Not surprisingly, Hrushevsky and his followers in the Duma found a sympathetic ear among representatives of other non-Russian regions of the empire. Thus, the Ukrainian deputies joined the parliamentary “Union of Autonomist Federalists,” which included members of various nationalities. It was a curious group of deputies that extended from Russian Cossack autonomists, who insisted on regional rights irrespective of nationality, to non-Russian federalists who wanted a federation of nationalities within the framework of the Russian Empire. The Polish deputies, organized in their own circle (koło), demanded autonomy for their former kingdom. Hrushevsky was ready to follow suit. He prepared a parliamentary resolution on Ukrainian autonomy but was unable to present it, as the imperial authorities dissolved the First Duma on July 8, 1906, only seventy-two days after its opening.
The tsar found the ideas and actions of the deputies destructive. “The representatives of the nation, instead of applying themselves to the work of productive legislation, have strayed into spheres beyond their competence and have been making inquiries into the acts of local authorities established by ourselves, and have been making comments on the imperfections of the fundamental laws, which can only be modified by our imperial will,” read the tsar’s manifesto on the dissolution of the Duma. The Ukrainian deputies were able to form a
caucus of forty-seven in the short-lived Second Duma (February–June 1907), where they again raised the banner of Ukrainian autonomy. But the change of electoral legislation accompanying the dissolution of the Second Duma—the tsar found it even less agreeable than the first—favored large landowners and made it difficult to elect Ukrainophile deputies, who were often supported by peasants, to the Third Duma.

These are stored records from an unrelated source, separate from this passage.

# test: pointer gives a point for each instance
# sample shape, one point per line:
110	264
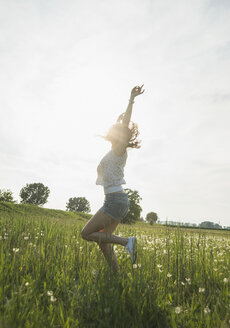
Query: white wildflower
106	310
177	309
207	310
188	280
52	298
201	290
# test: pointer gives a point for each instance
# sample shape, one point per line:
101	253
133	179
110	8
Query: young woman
110	171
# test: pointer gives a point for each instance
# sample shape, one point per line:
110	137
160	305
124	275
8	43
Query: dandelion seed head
201	290
207	310
52	298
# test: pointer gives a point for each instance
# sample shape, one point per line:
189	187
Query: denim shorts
116	205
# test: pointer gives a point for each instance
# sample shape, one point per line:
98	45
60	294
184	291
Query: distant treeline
202	225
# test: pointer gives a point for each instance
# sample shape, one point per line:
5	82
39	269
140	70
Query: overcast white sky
66	71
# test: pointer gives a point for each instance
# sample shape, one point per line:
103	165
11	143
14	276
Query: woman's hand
136	91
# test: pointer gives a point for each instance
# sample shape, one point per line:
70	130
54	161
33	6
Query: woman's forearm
128	113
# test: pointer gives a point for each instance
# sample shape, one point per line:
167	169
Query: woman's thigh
100	222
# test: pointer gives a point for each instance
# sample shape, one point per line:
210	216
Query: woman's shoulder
120	151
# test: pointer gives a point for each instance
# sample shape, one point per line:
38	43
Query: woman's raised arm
136	91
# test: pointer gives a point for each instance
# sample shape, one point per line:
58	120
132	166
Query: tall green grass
51	277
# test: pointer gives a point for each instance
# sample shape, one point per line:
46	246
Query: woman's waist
112	189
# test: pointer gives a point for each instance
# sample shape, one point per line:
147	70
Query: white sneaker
131	247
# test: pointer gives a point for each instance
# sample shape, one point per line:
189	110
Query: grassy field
51	277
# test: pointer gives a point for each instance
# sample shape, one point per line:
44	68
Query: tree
151	217
34	193
78	204
6	196
135	209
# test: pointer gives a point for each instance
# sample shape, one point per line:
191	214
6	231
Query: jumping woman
110	174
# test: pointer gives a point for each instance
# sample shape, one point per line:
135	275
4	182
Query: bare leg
99	228
110	256
104	226
105	237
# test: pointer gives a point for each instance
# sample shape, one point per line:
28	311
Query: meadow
51	277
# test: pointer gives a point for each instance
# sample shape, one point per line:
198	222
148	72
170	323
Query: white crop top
110	171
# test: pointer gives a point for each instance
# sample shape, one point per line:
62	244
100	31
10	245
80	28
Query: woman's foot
131	247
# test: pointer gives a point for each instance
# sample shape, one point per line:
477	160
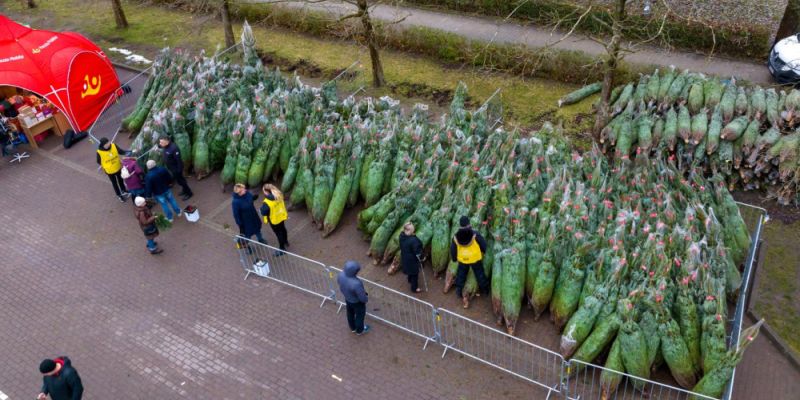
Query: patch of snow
135	58
130	56
125	52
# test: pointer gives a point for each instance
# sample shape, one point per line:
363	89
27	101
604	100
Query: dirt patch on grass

Neither the Third Duma (1907–1912) nor the Fourth (1912–1917) had a Ukrainian caucus. That put an end not only to Ukrainian autonomist plans but also to much more modest attempts to bring the Ukrainian language into the public sphere. In 1908, a Duma majority rejected a proposal to introduce the Ukrainian language into the school system and, in 1909, to allow its use in the courts. The Ukrainophile leaders had no choice but to work with and through the other parties, if not to advance their agenda, then at least to protect the achievements of the revolutionary period. They invested their hopes mainly in the Constitutional Democrats, a party of liberal representatives of the Russian urban intelligentsia.